The univariate analysis of the present study suggested that after SARS-CoV-2 infection low grip strength and low walking speed were associated with all-cause mortality, and low walking speed was also associated with hospitalization. Grip strength and walking speed can reflect muscle strength and performance34 and are included in the diagnostic criteria for sarcopenia. Some researchers have proposed that these components were more prognostic than sarcopenia in patients under MHD.35,36 Johansen et al37 reported that, in patients under MHD, all 5 components of the FFP were associated with all-cause mortality, and joint evaluation was the best approach. We conclude that geriatricians need to pay attention to all components of the FFP, and actively take interventive measures to improve each patient’s prognosis.

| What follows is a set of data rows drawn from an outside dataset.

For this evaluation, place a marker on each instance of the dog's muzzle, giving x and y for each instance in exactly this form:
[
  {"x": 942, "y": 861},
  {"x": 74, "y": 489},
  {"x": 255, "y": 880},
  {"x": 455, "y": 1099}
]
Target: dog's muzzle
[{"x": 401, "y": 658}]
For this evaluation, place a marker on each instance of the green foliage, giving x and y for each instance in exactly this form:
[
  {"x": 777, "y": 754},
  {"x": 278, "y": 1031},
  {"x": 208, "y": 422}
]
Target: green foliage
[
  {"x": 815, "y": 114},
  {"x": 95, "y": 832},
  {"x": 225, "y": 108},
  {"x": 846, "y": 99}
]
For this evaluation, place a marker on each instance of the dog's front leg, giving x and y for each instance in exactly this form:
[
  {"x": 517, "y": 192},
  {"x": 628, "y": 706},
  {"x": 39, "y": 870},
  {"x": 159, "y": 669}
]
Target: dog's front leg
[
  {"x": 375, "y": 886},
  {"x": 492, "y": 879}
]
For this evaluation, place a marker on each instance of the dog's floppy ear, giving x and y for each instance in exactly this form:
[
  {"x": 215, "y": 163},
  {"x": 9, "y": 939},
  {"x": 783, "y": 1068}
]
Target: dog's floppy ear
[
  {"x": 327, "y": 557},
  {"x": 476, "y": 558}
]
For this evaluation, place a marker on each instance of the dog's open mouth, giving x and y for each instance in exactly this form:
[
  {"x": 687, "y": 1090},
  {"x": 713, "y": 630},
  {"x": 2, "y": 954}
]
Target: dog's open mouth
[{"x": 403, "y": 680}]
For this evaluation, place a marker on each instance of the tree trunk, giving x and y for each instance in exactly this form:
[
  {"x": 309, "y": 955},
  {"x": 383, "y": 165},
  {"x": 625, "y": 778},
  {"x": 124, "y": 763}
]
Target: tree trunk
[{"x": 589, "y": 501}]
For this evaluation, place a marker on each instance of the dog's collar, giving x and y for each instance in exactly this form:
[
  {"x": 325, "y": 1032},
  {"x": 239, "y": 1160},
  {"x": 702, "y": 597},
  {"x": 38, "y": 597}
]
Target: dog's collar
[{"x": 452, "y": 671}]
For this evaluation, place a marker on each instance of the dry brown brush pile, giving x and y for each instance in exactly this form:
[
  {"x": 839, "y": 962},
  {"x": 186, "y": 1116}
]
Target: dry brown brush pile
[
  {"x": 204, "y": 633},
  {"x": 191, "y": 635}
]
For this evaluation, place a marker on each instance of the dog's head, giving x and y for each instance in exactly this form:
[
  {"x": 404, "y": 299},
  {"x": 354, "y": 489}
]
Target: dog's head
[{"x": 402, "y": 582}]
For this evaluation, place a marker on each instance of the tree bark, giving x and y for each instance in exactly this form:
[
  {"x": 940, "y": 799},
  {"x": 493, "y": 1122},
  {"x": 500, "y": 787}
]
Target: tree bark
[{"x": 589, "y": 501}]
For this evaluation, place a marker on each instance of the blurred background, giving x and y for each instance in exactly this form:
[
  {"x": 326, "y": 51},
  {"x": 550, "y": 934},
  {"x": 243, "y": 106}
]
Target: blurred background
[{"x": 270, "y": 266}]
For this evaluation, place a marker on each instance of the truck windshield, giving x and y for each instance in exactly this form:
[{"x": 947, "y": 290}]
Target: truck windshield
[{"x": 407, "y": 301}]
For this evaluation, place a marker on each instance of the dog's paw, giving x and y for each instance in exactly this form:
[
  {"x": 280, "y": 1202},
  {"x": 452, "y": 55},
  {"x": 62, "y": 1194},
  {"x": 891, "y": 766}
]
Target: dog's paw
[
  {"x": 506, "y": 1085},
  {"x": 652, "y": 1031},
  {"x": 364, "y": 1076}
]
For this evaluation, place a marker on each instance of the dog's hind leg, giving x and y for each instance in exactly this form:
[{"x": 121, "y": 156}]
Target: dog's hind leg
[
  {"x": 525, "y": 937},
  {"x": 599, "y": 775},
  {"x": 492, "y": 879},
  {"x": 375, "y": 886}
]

The present study also found that age was an independent risk factor for adverse outcomes of elderly patients under MHD after SARS-CoV-2 infection. This result is consistent with previous research.8,9,23,38 Aging tends to develop into a chronic low-grade pro-inflammatory state, which is an important risk factor for morbidity, physical and cognitive disability, frailty, and death.39 Yet frailty, as an alternative indicator of biological age, may be more predictive than actual age.40

The present research is limited by its small sample size and data from a single medical center. However, our results regarding the association between baseline frailty and adverse outcomes in patients under MHD after acute events warrant verification by larger studies and multiple centers.

Conclusion

Frailty in patients aged 60 years or more and undergoing MHD should be assessed as a baseline measure, including the components of frailty. Low physical activity is an especially important prognostic factor for 3-month all-cause mortality and hospitalization in the event of an acute infection. Nephrologists and geriatric physicians should be cognizant of the high incidence and implications of frailty in elderly patients under MHD care. Early assessment, active intervention, and optimized management may improve patients’ ability to cope and survive acute physical insults.

Data Sharing Statement

To protect the confidentiality of the participants, these data are not publicly available. The data supporting the results of this study may be provided by appropriate request of the corresponding author.

Acknowledgments

The authors thank all the patients, researchers, and staff who were involved in this study. We thank Medjaden Inc. for assisting in the preparation of this manuscript.

Author Contributions

All the authors contributed significantly to this work whether by conception, study design, execution, acquisition of data, analysis and interpretation, or in all these areas; took part in drafting, revising or critically reviewing the article; gave final approval of the final published version; agreed on the journal to which the article was submitted; and are accountable for all aspects of the work.

Funding

Capital Health Research and Development of Special Fund (2022-2-2028).

Disclosure

The authors report no conflicts of interest in this work.